Here is another performance improvement that just landed on master.

Background

It was brought to our attention that the performance of saving documents to ODF spreadsheet format had been degrading quite noticeably. This was especially true when the document contained lots of what we call rich text cells. Rich text cells are those cells that contain text with mixed format spans, or text that consists of multiple lines. These cells are handled differently from simple strings internally, and have slightly more overhead than the simple string counterparts. Because of this, saving a document full of such texts was always slower than saving one with just numbers and simple strings.

However, even with this unavoidable overhead, the performance of saving rich text cells was clearly going in the wrong direction.
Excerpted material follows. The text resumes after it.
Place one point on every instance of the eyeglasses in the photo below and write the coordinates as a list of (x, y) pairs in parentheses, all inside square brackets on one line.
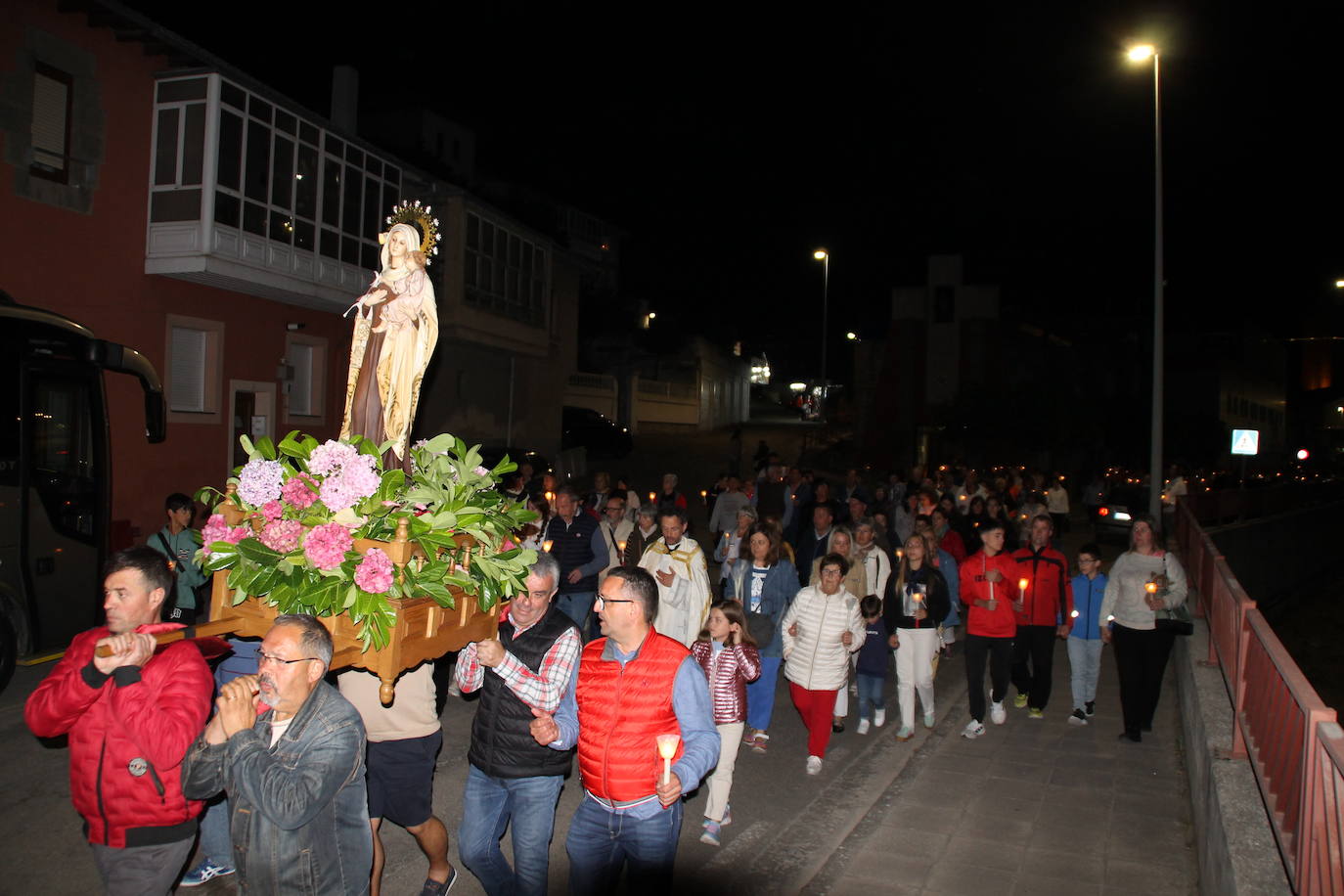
[(265, 657)]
Therefore it was time to act.

Long story short, after many days of code reading and writing, I brought it to a state where I can share some numbers.

Measuring export performance

I measured the performance of exporting rich text cells in the following steps.

  1. Create a new spreadsheet document.
  2. Type in cell A1 3 lines of ‘libreoffice’. Here, you can hit Ctrl-Enter to move to the next line within the same cell.
  3. Copy A1, select A1:N1000 and paste, to replicate the content of A1 to all cells in the range.
  4. Save the document as ODF spreadsheet document, and measure its duration.

Results

I performed the above measurement with 3.5, 3.6, 4.0, 4.1, and the latest master (slated to become 4.2) builds, and these are the numbers.
edit-text-export-ods-perf

It is clear from this chart that the performance started to suffer first in version 3.6, then gradually worsened over 4.0 and 4.1. The good news is that we have managed to bring the number back down in the master build, even lower than that of 3.5 which I used as the point of reference. Not just slightly lower, but much, much lower.

I don’t know about you, but I’m quite happy with this result.